Now, think about this for a moment. If God will forgive us, if he has seen the wrong and forgiven it through Jesus, then that changes everything. If God, your creator, will forgive you then why should you not forgive yourself?
And you can do this, not by ignoring the wrong you have done but by seeing the wrong and how it has shaped you and recognising that it has no hold on you now.
This changes everything. You can embrace your past without saying that the bad is good and trying to justify yourself. Imagine that. You can admit to others where you are wrong. They may not forgive you but you know you have been forgiven and accepted. So you can risk it. You can admit, and not avoid or ignore, the wrong you’ve done. So you can restore relationships.
Now let me respond to one objection. The new Atheism would charge that this is morally repugnant, that by saying our moral failings our failings in the past are dealt with by Jesus we are denying them. But I think atheism at this point takes our failings and our past too lightly if it thinks that we can bear them.
Let me try and explain with Kelly’s situation. Kelly took the life of Margaret, accidentally and unintentionally but none the less she took the life of Margaret. So what would it mean for Kelly to bear her past here? If Kelly has taken a life then she has no right to a life. For her to bear her own failed past is to lose her life. And this is what Kelly herself thought.
We only think we can bear our own past or, as the Bible puts it, our own sins by failing to understand the damage we’ve done to others and ourselves. If we think we can bear our own failings that is morally repugnant because we have to deny the reality of our failings.
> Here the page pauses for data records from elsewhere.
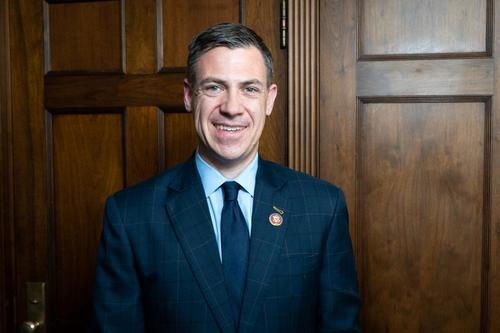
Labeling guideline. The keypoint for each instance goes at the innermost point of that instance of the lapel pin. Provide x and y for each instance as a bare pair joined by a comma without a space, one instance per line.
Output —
275,219
280,211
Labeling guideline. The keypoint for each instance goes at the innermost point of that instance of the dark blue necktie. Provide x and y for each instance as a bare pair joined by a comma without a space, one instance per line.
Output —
235,243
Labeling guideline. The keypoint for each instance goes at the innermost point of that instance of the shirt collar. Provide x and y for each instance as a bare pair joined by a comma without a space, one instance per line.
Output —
212,179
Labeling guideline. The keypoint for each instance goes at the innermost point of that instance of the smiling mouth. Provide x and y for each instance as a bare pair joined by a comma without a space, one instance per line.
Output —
227,128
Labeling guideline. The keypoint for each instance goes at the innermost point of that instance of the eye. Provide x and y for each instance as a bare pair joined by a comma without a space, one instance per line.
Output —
252,90
212,89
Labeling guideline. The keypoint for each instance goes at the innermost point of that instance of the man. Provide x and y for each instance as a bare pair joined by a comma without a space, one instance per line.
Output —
227,242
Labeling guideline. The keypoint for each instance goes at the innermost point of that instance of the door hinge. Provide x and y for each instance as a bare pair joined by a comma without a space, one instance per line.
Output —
284,24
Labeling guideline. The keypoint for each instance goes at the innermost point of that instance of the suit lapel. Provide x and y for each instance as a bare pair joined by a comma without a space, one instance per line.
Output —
188,210
265,243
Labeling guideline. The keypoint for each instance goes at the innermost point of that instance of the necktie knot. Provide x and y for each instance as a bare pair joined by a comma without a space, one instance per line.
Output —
230,190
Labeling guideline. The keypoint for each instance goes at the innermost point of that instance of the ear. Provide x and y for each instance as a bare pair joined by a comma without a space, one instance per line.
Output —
188,95
271,97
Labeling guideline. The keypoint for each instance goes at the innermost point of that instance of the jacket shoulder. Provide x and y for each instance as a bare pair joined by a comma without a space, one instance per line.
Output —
147,190
297,178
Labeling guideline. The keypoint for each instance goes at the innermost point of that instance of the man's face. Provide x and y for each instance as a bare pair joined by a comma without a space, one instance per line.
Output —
230,101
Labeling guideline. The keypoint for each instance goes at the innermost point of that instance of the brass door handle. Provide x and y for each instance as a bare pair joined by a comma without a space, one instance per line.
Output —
35,304
29,326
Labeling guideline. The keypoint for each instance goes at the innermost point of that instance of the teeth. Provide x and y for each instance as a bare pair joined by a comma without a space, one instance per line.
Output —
228,129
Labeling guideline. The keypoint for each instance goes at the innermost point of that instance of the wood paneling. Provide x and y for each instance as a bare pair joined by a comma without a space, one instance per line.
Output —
29,155
88,166
114,90
409,128
493,186
336,106
395,27
182,20
113,121
6,179
143,144
264,18
303,86
421,206
141,38
425,77
84,37
180,137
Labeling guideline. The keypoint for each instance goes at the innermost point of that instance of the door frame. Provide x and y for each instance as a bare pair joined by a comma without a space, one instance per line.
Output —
6,194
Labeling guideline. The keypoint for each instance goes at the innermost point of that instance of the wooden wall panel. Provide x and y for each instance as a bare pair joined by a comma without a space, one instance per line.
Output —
140,36
6,179
421,203
180,138
29,152
493,185
423,27
143,147
182,20
88,167
84,37
263,17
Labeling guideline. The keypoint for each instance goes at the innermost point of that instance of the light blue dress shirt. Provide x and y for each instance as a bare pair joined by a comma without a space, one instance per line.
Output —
212,181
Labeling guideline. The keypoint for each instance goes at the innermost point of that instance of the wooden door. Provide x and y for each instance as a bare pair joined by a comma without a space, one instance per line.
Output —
409,126
95,105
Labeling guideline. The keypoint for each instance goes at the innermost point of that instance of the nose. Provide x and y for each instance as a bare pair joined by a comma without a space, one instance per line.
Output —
231,105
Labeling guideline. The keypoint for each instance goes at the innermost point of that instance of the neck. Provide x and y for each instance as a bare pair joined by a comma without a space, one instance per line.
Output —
230,169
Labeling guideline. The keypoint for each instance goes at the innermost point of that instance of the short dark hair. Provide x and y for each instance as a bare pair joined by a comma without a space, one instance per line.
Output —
232,36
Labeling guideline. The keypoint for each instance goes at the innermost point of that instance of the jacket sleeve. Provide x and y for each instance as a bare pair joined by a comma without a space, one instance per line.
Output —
117,303
339,300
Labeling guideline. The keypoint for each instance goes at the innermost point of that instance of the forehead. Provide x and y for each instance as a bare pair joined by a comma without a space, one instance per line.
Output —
232,64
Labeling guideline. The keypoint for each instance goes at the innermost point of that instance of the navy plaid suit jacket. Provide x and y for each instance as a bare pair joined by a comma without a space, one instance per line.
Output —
159,269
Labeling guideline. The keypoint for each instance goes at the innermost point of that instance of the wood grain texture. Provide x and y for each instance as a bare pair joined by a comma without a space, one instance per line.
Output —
182,20
493,186
425,77
142,144
264,18
6,180
180,138
84,37
140,36
28,140
115,91
337,101
421,205
88,167
422,27
303,86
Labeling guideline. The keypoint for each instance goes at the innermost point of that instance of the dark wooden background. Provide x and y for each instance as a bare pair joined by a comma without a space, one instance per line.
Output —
406,121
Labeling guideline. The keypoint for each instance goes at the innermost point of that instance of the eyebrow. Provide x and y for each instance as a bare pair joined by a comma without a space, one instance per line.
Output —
223,82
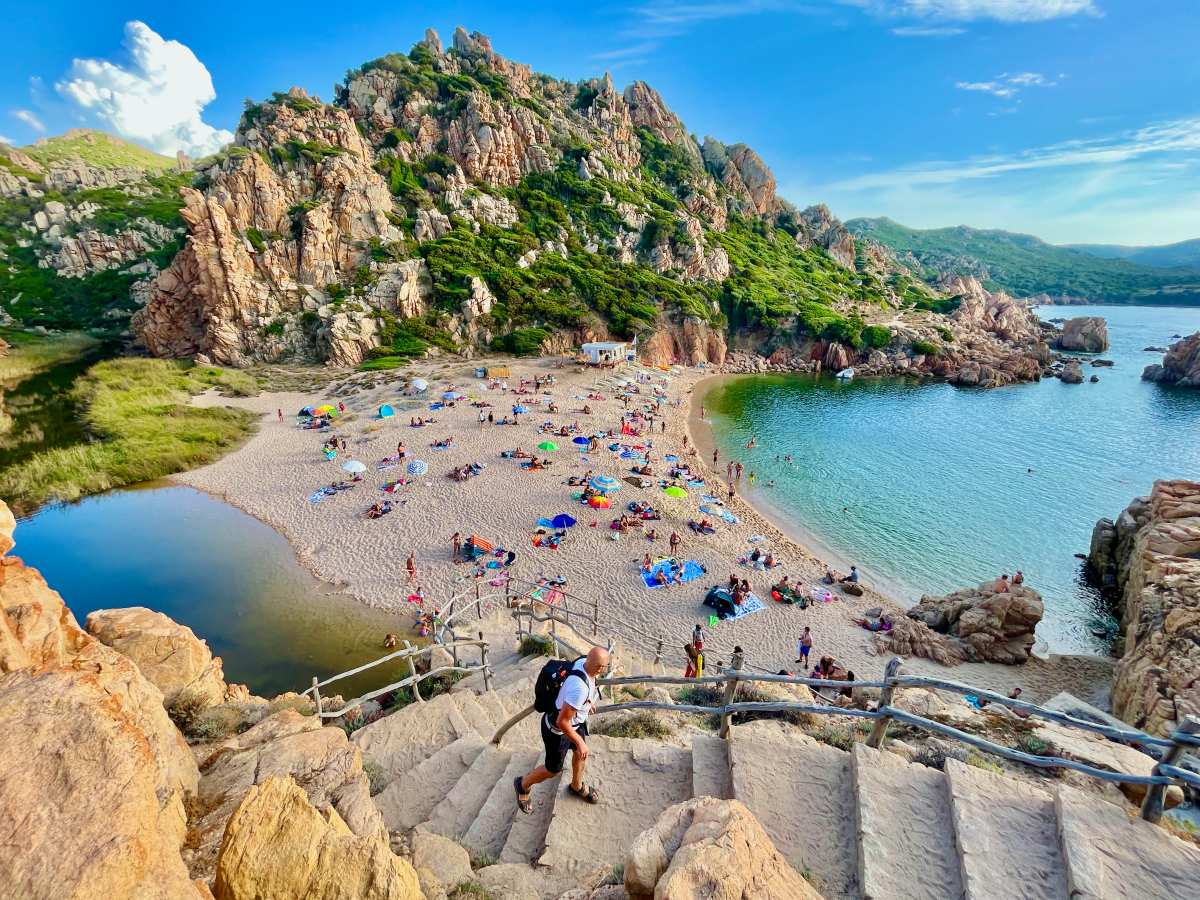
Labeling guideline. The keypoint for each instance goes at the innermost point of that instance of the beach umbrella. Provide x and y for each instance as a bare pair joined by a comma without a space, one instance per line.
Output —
605,484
And this is where the Christian message is so incredible. It says of your past: you can’t ignore it or avoid it nor can you embrace it without embracing the bad. Instead, God will embrace and not ignore our past in Jesus.
There is therefore now no condemnation for those who are in Christ Jesus. (Romans 8:1)
And read slowly the next sentence:
By sending his own Son in the likeness of sinful flesh and for sin, he condemned sin in the flesh.